5. The method according to claim 4 wherein the stop condition is a maximal distance between cluster signatures.

6. The method according to claim 4 wherein the stop condition is a maximal average distance between cluster signatures.

7. The method according to claim 4 wherein the stop condition is an average distance between cluster signatures that exceeds a predefined threshold.

8. The method according to claim 1 wherein the at least one invariance comprises at least one of scale invariance and translation invariance.

9. A method for a semi-supervised training of a neural network, the method comprises:

initializing a neural network;

performing multiple training iterations until reaching a last training iteration in which a stop condition is fulfilled;

wherein each training iteration except the last training iteration comprises: processing a first group of media units and a second group of media units by the neural network to provide first media unit signatures and second media unit signatures; wherein the second group of the media units comprises a vast number of media units; wherein the first group of media units captures an object at different illumination and translation conditions; finding that the stop condition is not reached, and changing multiple neural network weights; wherein the stop condition is related to a relationship between first media unit signatures of one or more sets of the first media units.

10. The method according to claim 9 wherein the stop condition is that all first media units signatures are equal to each other.

11. The method according to claim 9 wherein the stop condition is that all first media units signatures are similar to each other.

12. The method according to claim 9 wherein the stop condition is indifferent to a relationship between the first media unit signatures.

13. The method according to claim 9 wherein the at least one invariance comprises at least one of scale invariance and translation invariance.

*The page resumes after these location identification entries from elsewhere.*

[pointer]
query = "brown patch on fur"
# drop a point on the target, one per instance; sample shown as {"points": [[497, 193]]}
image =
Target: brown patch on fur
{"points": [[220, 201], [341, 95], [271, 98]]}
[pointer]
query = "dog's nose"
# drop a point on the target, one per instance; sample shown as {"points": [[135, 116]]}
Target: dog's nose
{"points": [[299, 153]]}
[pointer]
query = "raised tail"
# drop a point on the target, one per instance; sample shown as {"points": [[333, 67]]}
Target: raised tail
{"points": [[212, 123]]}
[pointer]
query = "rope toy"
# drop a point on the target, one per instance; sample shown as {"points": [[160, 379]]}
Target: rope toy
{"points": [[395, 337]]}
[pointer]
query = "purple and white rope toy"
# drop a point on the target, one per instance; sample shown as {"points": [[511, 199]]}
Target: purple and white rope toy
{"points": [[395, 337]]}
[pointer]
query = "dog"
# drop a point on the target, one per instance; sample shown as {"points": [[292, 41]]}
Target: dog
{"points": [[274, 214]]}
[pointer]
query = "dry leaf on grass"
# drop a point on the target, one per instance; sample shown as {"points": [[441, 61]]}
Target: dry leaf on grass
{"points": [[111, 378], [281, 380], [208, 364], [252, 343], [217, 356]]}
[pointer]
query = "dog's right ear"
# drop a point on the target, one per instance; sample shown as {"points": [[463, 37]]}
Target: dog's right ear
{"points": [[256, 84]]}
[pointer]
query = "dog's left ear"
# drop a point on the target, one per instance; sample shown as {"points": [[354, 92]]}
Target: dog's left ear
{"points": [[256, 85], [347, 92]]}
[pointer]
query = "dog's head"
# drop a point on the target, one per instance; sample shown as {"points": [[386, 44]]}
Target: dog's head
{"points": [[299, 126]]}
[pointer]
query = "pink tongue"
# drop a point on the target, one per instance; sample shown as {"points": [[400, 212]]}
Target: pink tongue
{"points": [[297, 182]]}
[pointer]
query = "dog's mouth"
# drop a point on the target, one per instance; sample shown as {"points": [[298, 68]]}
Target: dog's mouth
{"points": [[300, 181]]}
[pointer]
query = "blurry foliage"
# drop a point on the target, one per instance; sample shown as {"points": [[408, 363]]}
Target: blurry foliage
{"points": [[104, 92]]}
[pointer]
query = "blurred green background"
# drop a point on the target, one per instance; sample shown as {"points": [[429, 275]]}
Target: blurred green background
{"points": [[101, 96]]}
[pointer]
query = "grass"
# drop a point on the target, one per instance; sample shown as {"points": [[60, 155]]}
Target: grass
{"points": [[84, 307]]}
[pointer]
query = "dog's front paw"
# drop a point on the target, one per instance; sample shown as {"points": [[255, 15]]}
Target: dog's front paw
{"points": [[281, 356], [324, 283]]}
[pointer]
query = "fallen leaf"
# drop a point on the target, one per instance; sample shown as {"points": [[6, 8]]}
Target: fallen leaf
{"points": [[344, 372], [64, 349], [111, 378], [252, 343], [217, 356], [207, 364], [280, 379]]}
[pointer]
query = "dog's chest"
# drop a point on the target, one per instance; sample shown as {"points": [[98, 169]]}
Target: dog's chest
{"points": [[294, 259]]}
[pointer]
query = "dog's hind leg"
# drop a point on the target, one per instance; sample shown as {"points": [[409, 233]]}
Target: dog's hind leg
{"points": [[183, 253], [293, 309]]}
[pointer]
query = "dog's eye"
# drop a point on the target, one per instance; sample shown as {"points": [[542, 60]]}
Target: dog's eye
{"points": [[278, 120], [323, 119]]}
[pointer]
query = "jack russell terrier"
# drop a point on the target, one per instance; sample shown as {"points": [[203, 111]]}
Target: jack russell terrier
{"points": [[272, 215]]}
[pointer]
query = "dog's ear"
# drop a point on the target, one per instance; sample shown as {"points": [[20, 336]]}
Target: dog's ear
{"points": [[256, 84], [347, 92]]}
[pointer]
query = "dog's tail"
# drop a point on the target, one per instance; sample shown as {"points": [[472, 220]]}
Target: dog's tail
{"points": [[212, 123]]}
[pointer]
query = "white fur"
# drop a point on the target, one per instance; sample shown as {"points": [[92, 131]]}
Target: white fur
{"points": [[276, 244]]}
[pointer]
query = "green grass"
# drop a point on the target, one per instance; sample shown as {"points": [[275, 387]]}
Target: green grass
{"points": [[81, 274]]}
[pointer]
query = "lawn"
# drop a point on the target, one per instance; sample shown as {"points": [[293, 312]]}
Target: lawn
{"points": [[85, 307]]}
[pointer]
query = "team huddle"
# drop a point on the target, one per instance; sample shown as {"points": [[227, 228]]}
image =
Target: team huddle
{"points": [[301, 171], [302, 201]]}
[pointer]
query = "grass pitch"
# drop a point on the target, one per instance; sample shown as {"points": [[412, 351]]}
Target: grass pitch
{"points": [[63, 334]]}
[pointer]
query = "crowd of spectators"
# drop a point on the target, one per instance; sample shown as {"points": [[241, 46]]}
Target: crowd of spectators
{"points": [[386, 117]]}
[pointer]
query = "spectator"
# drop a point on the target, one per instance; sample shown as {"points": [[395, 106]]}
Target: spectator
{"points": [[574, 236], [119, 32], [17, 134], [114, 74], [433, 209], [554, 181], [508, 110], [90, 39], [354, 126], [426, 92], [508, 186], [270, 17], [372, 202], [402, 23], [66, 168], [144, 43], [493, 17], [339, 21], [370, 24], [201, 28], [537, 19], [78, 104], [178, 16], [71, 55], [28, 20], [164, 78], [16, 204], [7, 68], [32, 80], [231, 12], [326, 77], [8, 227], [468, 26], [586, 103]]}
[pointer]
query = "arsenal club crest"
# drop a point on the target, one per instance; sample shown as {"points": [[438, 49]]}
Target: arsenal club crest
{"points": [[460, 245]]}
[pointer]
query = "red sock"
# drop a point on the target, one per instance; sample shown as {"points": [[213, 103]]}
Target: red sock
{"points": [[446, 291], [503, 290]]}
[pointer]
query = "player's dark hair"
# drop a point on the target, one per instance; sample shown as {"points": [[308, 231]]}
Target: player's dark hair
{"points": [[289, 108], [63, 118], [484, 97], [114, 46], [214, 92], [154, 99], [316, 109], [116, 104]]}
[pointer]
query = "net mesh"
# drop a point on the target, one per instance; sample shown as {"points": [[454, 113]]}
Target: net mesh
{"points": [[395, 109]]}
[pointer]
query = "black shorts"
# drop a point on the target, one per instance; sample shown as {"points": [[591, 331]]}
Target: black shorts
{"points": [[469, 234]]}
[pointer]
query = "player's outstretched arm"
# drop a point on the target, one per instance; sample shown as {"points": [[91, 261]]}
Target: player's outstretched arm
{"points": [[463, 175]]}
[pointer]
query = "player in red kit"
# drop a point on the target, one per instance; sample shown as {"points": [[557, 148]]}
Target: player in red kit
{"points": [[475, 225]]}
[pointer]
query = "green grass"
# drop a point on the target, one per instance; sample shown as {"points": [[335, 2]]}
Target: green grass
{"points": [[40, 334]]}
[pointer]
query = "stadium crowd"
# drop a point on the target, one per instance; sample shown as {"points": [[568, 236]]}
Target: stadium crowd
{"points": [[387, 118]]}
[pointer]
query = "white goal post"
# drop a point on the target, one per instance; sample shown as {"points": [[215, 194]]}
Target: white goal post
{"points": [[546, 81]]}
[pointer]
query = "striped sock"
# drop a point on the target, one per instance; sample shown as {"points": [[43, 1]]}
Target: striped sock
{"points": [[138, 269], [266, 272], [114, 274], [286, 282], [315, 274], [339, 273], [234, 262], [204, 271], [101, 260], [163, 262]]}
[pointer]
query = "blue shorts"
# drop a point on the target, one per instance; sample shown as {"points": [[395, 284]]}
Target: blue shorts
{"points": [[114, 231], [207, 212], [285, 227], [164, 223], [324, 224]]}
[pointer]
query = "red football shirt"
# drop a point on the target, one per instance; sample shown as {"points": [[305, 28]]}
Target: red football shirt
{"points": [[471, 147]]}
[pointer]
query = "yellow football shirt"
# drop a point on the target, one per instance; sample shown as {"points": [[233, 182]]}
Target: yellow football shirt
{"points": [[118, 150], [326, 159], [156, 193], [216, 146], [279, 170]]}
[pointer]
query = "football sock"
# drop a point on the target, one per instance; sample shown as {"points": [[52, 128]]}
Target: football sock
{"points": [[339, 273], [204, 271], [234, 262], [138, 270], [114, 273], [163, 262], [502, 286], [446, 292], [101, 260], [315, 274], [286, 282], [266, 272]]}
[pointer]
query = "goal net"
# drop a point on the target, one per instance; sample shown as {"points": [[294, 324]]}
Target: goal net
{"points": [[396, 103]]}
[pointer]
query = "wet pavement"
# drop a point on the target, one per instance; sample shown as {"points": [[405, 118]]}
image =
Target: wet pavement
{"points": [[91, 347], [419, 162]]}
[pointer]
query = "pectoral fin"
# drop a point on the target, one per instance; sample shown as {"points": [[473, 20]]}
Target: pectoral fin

14. A non-transitory computer readable medium that stores instructions for: initializing a neural network that exhibits at least one invariance; performing multiple training iterations until reaching a last training iteration in which a stop condition is fulfilled; wherein each training iteration except the last training iteration comprises: processing a vast number of media units by the neural network to provide media unit signatures; and finding that the stop condition is not reached, and changing multiple neural network weights; wherein the stop condition is related to signatures similarities.